CHAPTER ONE
Present Day
I step onto the balcony and inhale the crisp air derived from the glacier that’s so close, I feel my soul reaching out to it. Amused, I admit to myself that twenty years ago, I’d have ignored the klatch of women waiting for me to join them in favor of whipping out subterranean thermometers, setting up probes, and a portable chemistry lab.
With a glance behind me at the impressive kitchen I’m stepping out of with a freshly topped off coffee and a baby monitor, I can’t help but smirk. “Really awful living conditions.”
“I know,” Maris Smith, my best friend and sister-in-law, drawls in her smoky voice. “This place is a complete hovel.”
“A slum,” Rainey Meyers agrees without opening her eyes from where she’s rocking on the hammock. Her voice is slurred from finding that perfect moment in time between sleep and consciousness when she asks her sister Meadow, our hostess, “How can you stand to live in such a dump?”
I make my way over to the L-shaped couch to resume my spot even as Meadow Bourneman twists on her chaise lounge so she’s facing the three of us. “It’s a struggle, but I manage. Kara, is the baby all right?”
“Just hungry.” In fact, if my son was any more perfect, I’d wonder if they injected him with some kind of clinical trial drug at the hospital when he was born. He’s just that much of an angel.
Now, my daughter... I shudder when thoughts of all the trouble an adorable toddler with golden eyes can get into. Instead of letting it ruin my time with my best friends, I shove it to the side and do what I always do. I blame her father for spoiling her too much.
Speaking of my three-year-old angel, she’s screaming for someone to change the channel to Bluey. Fortunately, my oldest steps in before I have to leave my “sisters” for the second time. Wearily, I ask, “Whose idea was it to bring the kids?”
Maris lifts her glass. “Yours.”
“Christ, why didn’t you tell me I was being a sentimental idiot?” I joke, knowing she did just that.
Everyone laughs even though we know we wouldn’t have it any other way. Having our family—as many of us as possible—together in one spot for any period of time is a gift we all cherish. Then, as if to cap off our decision to bring our kids along for our long overdue vacation, I hear my oldest son turn into a puddle of mush at his baby sister’s demands—much like his Uncle Dean did for him.
Dean. My head bows and my fingers clench hard around my coffee mug until my knuckles are white. If there were one person I could will into walking through Rainey’s front door right now, it would be my big brother. In my head, I know his arrival is an impossibility, but my heart still believes in miracles.

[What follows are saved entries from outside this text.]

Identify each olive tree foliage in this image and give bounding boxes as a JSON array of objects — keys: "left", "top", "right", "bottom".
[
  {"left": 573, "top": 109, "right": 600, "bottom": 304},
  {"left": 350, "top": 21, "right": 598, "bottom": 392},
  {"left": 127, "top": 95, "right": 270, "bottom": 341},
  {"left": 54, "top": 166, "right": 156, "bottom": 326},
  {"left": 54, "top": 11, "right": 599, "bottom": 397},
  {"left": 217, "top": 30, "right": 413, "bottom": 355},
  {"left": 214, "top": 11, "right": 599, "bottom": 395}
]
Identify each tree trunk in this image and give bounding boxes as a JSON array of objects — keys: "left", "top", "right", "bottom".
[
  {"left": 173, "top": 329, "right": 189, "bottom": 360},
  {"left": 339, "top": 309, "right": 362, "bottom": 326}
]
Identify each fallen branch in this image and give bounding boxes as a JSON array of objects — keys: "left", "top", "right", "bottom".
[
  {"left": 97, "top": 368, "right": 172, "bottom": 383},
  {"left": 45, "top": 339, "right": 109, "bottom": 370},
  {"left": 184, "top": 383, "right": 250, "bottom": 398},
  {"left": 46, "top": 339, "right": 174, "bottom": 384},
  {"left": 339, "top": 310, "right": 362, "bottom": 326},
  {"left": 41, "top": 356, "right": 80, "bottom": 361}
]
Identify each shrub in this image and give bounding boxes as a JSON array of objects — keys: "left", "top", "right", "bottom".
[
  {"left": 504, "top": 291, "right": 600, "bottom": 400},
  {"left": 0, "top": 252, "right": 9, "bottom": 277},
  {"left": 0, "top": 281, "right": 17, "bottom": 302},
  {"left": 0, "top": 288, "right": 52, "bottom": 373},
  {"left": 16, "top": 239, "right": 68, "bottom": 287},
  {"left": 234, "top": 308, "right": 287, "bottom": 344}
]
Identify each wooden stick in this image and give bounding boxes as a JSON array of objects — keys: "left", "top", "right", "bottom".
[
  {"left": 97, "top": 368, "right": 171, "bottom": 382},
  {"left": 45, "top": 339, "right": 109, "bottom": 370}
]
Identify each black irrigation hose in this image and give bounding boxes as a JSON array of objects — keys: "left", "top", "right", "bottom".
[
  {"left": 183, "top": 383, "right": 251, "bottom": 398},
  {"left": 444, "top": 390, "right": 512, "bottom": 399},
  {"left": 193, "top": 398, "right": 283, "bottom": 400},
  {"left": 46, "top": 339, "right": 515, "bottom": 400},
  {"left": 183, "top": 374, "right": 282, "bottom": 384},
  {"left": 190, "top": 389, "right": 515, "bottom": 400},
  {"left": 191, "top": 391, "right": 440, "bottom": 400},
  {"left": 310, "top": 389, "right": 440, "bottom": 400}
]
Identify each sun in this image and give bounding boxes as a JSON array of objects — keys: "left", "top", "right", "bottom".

“What do you guys want to do today?” Meadow asks, bringing me back to the conversation.
“Do we have to do anything more than this?” Rainey wonders. She’s spread eagle across the two-person hammock, dark hair poking through the natural knots.
“If you were wearing a swimsuit right now, do you know who you would remind me of?’ I remark offhandedly.
“Dua Lipa?” Rainey offers, hopefully. Too hopefully.
Showing she’s always on the same brain wavelength as me, Maris grinds her hope into the cool earth Rainey’s home sits upon. “Wrong. Try Jed.”
Rainey almost upends herself as she shoots from her lounging position. “You take that back right now!”
Meadow, who spun around to glance at her sister, slides down the lounger laughing. “Your hair...”
It’s all she needs to say. Rainey’s normally sleek hairstyle is sticking up.
“Worse than sex hair, Rainey,” Maris confirms. “All you have to do to become Jed’s twin right now is slap on a pair of those damn flamingo shorts he loves so much.”
“You all suck,” Rainey declares.
Meadow hums, “Frequently.”
“As often as possible,” Maris agrees.
I don’t speak, but my lips curve upward—the smile of a cat who licked up all the cream. Down to the very last drop. I recall last night when my husband was gripping the bedpost in the room we’re staying in, and I could feel his thighs quivering...
I tune in to hear Meadow giving Rainey’s secrets up. “Then there was the time Rainey came home late—all apologetic.”
“Of course I was,” Rainey agrees complacently, even as her skin color begins to pinken.
Meadow continues, “After she talked her way out of being grounded, she burst into my room, and it’s all she could talk about.”